Via de verdunning 20x en aflezen in de kalivratie kwamen we uit op 22,0 mg/L Nu is de monstermaatkolf maar 100 mL, dus zit daar 2,20 mg kleurstof in.
Hoe kwam die kleurstof daarin ? via de afweeg. Daarom nu omrekenen naar die maatkolf hoeveel daar in zat !
De massa% is daarom ( 2,20 mg/ 500,4 mg )x 100% = 0,44 m% kleurstof
Dus de extra stap zit in het omrekenen van massaconcentratie naar de werkelijke monstermaatkolf.
Oefening:
Men weegt 345,6 mg monster af in een 250 mL maatkolf en vult aan. Hieruit wordt 10 mL gepipetteerd in een 100 mL maatkolf en aangevuld.

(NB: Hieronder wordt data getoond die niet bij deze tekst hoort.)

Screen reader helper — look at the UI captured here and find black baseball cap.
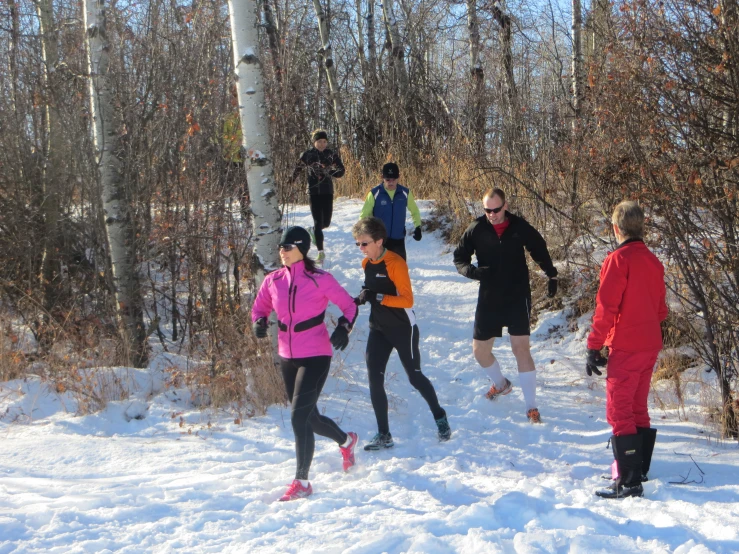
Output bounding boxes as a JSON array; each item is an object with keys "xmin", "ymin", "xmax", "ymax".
[
  {"xmin": 280, "ymin": 226, "xmax": 310, "ymax": 257},
  {"xmin": 382, "ymin": 162, "xmax": 400, "ymax": 179}
]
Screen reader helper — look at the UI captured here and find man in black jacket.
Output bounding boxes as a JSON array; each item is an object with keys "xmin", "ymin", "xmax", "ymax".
[
  {"xmin": 454, "ymin": 188, "xmax": 557, "ymax": 423},
  {"xmin": 292, "ymin": 129, "xmax": 345, "ymax": 263}
]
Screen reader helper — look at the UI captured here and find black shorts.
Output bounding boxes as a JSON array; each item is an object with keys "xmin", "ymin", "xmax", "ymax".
[{"xmin": 472, "ymin": 297, "xmax": 531, "ymax": 340}]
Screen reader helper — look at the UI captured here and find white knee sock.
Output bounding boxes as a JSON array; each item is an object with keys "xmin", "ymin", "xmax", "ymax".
[
  {"xmin": 518, "ymin": 370, "xmax": 537, "ymax": 410},
  {"xmin": 484, "ymin": 360, "xmax": 505, "ymax": 389}
]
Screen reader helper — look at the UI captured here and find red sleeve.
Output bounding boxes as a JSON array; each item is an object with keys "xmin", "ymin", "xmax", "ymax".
[{"xmin": 588, "ymin": 254, "xmax": 629, "ymax": 350}]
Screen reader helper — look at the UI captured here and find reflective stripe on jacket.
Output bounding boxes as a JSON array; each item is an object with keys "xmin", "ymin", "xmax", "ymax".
[{"xmin": 372, "ymin": 183, "xmax": 408, "ymax": 239}]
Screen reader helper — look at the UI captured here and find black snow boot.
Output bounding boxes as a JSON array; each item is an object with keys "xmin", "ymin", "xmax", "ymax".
[
  {"xmin": 595, "ymin": 434, "xmax": 644, "ymax": 498},
  {"xmin": 636, "ymin": 427, "xmax": 657, "ymax": 483}
]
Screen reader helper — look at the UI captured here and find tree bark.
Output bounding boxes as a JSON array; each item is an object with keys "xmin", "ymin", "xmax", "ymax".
[
  {"xmin": 492, "ymin": 3, "xmax": 531, "ymax": 163},
  {"xmin": 85, "ymin": 0, "xmax": 148, "ymax": 367},
  {"xmin": 313, "ymin": 0, "xmax": 350, "ymax": 146},
  {"xmin": 382, "ymin": 0, "xmax": 408, "ymax": 93},
  {"xmin": 467, "ymin": 0, "xmax": 486, "ymax": 154},
  {"xmin": 228, "ymin": 0, "xmax": 282, "ymax": 276},
  {"xmin": 35, "ymin": 0, "xmax": 63, "ymax": 316}
]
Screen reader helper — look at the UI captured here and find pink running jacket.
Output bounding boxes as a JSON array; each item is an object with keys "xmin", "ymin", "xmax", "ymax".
[{"xmin": 251, "ymin": 260, "xmax": 357, "ymax": 358}]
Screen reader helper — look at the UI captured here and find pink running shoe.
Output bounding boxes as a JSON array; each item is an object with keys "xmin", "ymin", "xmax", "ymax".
[
  {"xmin": 339, "ymin": 431, "xmax": 358, "ymax": 471},
  {"xmin": 280, "ymin": 479, "xmax": 313, "ymax": 502}
]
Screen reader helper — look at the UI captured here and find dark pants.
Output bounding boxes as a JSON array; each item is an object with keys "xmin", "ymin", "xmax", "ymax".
[
  {"xmin": 280, "ymin": 356, "xmax": 347, "ymax": 479},
  {"xmin": 385, "ymin": 237, "xmax": 406, "ymax": 260},
  {"xmin": 310, "ymin": 194, "xmax": 334, "ymax": 250},
  {"xmin": 365, "ymin": 325, "xmax": 446, "ymax": 433}
]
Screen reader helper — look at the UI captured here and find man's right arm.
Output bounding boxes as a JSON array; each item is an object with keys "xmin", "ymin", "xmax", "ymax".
[
  {"xmin": 359, "ymin": 190, "xmax": 375, "ymax": 219},
  {"xmin": 454, "ymin": 223, "xmax": 479, "ymax": 279}
]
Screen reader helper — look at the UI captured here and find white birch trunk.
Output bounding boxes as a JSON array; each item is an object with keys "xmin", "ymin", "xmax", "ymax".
[
  {"xmin": 228, "ymin": 0, "xmax": 282, "ymax": 276},
  {"xmin": 85, "ymin": 0, "xmax": 148, "ymax": 367},
  {"xmin": 35, "ymin": 0, "xmax": 63, "ymax": 313},
  {"xmin": 313, "ymin": 0, "xmax": 349, "ymax": 146}
]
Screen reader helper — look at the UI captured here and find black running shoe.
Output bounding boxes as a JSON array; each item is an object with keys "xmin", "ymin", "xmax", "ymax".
[
  {"xmin": 436, "ymin": 416, "xmax": 452, "ymax": 442},
  {"xmin": 364, "ymin": 433, "xmax": 395, "ymax": 450}
]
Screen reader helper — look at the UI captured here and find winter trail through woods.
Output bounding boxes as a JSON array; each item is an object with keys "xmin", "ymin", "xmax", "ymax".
[{"xmin": 0, "ymin": 199, "xmax": 739, "ymax": 554}]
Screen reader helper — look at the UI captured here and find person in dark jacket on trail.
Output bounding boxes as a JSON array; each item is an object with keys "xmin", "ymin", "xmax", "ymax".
[
  {"xmin": 292, "ymin": 129, "xmax": 345, "ymax": 263},
  {"xmin": 585, "ymin": 201, "xmax": 667, "ymax": 498},
  {"xmin": 352, "ymin": 217, "xmax": 452, "ymax": 450},
  {"xmin": 454, "ymin": 188, "xmax": 557, "ymax": 423},
  {"xmin": 251, "ymin": 227, "xmax": 357, "ymax": 501},
  {"xmin": 359, "ymin": 162, "xmax": 422, "ymax": 260}
]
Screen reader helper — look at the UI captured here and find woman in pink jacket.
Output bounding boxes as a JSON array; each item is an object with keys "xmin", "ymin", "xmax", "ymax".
[{"xmin": 251, "ymin": 227, "xmax": 357, "ymax": 501}]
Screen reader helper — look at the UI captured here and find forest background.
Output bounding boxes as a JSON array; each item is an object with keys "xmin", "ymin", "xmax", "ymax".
[{"xmin": 0, "ymin": 0, "xmax": 739, "ymax": 438}]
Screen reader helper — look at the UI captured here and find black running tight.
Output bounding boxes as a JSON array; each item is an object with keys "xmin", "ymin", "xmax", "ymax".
[
  {"xmin": 365, "ymin": 325, "xmax": 446, "ymax": 433},
  {"xmin": 280, "ymin": 356, "xmax": 347, "ymax": 479}
]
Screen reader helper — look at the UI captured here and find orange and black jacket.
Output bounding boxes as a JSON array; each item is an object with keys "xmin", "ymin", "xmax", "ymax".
[{"xmin": 362, "ymin": 250, "xmax": 416, "ymax": 331}]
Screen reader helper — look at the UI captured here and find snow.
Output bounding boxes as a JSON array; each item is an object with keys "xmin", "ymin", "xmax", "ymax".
[{"xmin": 0, "ymin": 199, "xmax": 739, "ymax": 554}]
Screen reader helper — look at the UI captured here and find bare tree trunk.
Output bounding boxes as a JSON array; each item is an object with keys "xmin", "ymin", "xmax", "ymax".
[
  {"xmin": 492, "ymin": 2, "xmax": 531, "ymax": 163},
  {"xmin": 262, "ymin": 0, "xmax": 282, "ymax": 83},
  {"xmin": 85, "ymin": 0, "xmax": 148, "ymax": 367},
  {"xmin": 228, "ymin": 0, "xmax": 282, "ymax": 276},
  {"xmin": 8, "ymin": 0, "xmax": 20, "ymax": 113},
  {"xmin": 367, "ymin": 0, "xmax": 377, "ymax": 80},
  {"xmin": 570, "ymin": 0, "xmax": 583, "ymax": 203},
  {"xmin": 313, "ymin": 0, "xmax": 349, "ymax": 145},
  {"xmin": 382, "ymin": 0, "xmax": 408, "ymax": 93},
  {"xmin": 35, "ymin": 0, "xmax": 63, "ymax": 314},
  {"xmin": 467, "ymin": 0, "xmax": 486, "ymax": 154}
]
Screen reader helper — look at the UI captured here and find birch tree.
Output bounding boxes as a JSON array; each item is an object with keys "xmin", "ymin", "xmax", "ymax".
[
  {"xmin": 228, "ymin": 0, "xmax": 282, "ymax": 276},
  {"xmin": 85, "ymin": 0, "xmax": 148, "ymax": 367},
  {"xmin": 313, "ymin": 0, "xmax": 350, "ymax": 145},
  {"xmin": 35, "ymin": 0, "xmax": 63, "ymax": 315},
  {"xmin": 467, "ymin": 0, "xmax": 485, "ymax": 153}
]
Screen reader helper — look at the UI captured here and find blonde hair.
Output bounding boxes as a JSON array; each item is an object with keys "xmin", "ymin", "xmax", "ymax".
[{"xmin": 611, "ymin": 200, "xmax": 644, "ymax": 239}]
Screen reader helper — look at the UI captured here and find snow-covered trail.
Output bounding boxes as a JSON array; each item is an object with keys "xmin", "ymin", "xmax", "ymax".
[{"xmin": 0, "ymin": 199, "xmax": 739, "ymax": 554}]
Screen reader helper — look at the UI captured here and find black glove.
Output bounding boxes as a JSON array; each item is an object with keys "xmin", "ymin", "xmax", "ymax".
[
  {"xmin": 472, "ymin": 266, "xmax": 493, "ymax": 281},
  {"xmin": 356, "ymin": 289, "xmax": 379, "ymax": 306},
  {"xmin": 331, "ymin": 316, "xmax": 351, "ymax": 350},
  {"xmin": 585, "ymin": 348, "xmax": 608, "ymax": 376},
  {"xmin": 252, "ymin": 317, "xmax": 268, "ymax": 339}
]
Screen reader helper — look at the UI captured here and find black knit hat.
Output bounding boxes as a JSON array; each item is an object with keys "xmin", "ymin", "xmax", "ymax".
[
  {"xmin": 311, "ymin": 129, "xmax": 328, "ymax": 142},
  {"xmin": 280, "ymin": 227, "xmax": 310, "ymax": 257},
  {"xmin": 382, "ymin": 162, "xmax": 400, "ymax": 179}
]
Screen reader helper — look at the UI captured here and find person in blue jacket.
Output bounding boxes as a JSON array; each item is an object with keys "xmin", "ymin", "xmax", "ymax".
[{"xmin": 359, "ymin": 162, "xmax": 421, "ymax": 260}]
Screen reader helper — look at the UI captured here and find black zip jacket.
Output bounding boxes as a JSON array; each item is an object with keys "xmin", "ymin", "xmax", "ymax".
[
  {"xmin": 454, "ymin": 212, "xmax": 557, "ymax": 307},
  {"xmin": 293, "ymin": 148, "xmax": 346, "ymax": 195}
]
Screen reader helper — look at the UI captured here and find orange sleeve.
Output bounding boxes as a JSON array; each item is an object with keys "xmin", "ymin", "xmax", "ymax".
[{"xmin": 380, "ymin": 251, "xmax": 413, "ymax": 308}]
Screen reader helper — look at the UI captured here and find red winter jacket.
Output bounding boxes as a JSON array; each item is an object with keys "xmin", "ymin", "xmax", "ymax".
[{"xmin": 588, "ymin": 239, "xmax": 667, "ymax": 352}]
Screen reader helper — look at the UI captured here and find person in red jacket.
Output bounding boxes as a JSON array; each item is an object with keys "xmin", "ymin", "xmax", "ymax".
[{"xmin": 586, "ymin": 201, "xmax": 667, "ymax": 498}]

Uit de berekening met de kalibratie bleek de afgelezen concentratie van de meetoplossing 30,01 mg/L te zijn.
=============================================================== Uitwerking:
Het monster is 10x verdund dus de werkelijke concentratie was 10x 30,01 = 300,1 mg/L Nu was de monstermaatkolf 250 mL dus er zit ¼ in.

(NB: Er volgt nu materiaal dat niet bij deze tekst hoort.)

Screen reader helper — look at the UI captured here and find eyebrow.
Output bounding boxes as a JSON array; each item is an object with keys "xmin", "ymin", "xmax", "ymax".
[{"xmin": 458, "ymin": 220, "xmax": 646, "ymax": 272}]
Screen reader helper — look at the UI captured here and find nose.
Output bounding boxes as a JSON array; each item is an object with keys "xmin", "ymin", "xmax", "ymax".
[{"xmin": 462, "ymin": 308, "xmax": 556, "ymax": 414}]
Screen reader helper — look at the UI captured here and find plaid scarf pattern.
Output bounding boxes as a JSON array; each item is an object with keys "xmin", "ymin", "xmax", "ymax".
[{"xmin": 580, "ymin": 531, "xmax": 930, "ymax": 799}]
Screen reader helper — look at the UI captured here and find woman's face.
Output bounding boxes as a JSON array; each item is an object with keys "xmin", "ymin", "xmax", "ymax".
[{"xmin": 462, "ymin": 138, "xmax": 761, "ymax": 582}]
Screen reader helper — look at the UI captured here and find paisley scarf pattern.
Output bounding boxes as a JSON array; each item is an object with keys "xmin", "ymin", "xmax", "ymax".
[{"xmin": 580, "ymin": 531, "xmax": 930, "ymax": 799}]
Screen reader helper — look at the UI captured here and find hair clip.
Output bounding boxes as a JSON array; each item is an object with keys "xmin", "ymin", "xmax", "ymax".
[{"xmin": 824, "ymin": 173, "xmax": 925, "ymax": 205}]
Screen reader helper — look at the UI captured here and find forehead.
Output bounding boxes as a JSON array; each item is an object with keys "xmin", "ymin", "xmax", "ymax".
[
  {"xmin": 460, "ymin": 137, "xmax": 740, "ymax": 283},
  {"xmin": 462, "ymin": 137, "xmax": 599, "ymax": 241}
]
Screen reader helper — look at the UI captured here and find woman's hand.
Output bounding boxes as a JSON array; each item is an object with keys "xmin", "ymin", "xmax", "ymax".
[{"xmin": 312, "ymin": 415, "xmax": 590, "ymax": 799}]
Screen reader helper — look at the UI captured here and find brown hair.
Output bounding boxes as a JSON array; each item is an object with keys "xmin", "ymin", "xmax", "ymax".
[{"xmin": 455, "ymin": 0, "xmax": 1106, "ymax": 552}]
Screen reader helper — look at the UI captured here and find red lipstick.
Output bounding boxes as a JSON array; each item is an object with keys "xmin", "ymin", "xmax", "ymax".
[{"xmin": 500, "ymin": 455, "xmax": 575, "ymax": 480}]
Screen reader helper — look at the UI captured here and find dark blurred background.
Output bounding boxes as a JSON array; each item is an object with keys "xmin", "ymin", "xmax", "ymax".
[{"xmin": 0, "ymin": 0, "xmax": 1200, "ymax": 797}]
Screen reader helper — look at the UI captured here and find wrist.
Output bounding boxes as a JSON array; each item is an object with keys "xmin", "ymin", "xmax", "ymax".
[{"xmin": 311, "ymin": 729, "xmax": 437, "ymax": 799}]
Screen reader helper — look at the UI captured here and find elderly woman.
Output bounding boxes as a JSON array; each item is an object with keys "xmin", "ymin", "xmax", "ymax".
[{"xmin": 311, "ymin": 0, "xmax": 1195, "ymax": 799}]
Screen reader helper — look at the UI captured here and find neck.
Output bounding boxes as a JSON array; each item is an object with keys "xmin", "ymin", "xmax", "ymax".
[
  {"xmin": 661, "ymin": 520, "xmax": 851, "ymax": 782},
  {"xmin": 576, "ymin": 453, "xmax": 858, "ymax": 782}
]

¼ x30,01 mg = 75,025 mg in de monstermaatkolf.
Hoe is het daar ingekomen ? door oplossen van het monster
Dee/geheel x 100% = 75,025/345,6 x 100% = 21,71 m% (afronden afhankelijk van de standaarddeviatie (sigma)

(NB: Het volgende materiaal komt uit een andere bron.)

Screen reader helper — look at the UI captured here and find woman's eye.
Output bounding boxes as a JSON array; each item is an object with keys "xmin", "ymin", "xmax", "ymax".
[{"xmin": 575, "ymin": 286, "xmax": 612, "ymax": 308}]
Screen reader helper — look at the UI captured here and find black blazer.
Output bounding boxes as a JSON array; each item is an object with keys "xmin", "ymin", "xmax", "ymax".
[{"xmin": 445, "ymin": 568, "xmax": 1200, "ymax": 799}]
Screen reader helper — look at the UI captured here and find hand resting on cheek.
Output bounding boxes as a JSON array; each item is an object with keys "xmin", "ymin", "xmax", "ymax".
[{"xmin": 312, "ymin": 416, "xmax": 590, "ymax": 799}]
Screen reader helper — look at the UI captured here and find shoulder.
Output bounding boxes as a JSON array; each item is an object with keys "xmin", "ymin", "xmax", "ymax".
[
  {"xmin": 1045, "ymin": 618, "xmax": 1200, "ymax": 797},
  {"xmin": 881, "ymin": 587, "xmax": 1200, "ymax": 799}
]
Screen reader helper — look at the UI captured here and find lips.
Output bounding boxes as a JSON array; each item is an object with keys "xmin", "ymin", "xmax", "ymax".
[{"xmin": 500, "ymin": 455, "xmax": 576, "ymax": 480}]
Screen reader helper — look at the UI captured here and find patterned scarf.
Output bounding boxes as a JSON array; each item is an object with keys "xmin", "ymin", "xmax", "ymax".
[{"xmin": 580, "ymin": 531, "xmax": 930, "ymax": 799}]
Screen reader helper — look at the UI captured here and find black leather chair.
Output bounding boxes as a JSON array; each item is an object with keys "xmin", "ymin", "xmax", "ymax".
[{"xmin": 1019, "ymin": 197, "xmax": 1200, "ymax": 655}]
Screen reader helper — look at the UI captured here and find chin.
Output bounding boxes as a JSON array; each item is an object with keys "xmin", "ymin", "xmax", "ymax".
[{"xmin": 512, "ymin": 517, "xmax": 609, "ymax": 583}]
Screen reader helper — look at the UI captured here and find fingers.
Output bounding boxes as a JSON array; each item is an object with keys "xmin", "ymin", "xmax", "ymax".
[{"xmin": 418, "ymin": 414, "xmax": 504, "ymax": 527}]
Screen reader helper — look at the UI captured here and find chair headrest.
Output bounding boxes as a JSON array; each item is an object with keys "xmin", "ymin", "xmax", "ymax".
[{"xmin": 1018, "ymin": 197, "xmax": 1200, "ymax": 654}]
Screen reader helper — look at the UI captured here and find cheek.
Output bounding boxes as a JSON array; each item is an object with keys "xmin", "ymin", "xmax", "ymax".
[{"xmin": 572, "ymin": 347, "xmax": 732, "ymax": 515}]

Tip: als je op de rekenmachine of in excel de juiste standaarddeviatie van een steekproef zoekt, kun je dat controleren.
Als je van drie getallen 7 8 en 9 het gemiddelde laat berekenen kom je op 8 uit. De standaarddeviatie (soms Sx of sn-1 genoemd) dan moet er 1 uitkomen.
Tip2
In excel vul je 7 8 en 9 in en eronder =standdaardeviatie(celbegin - celeind) dan moet er natuurlijk ook 1 als sd uitkomen.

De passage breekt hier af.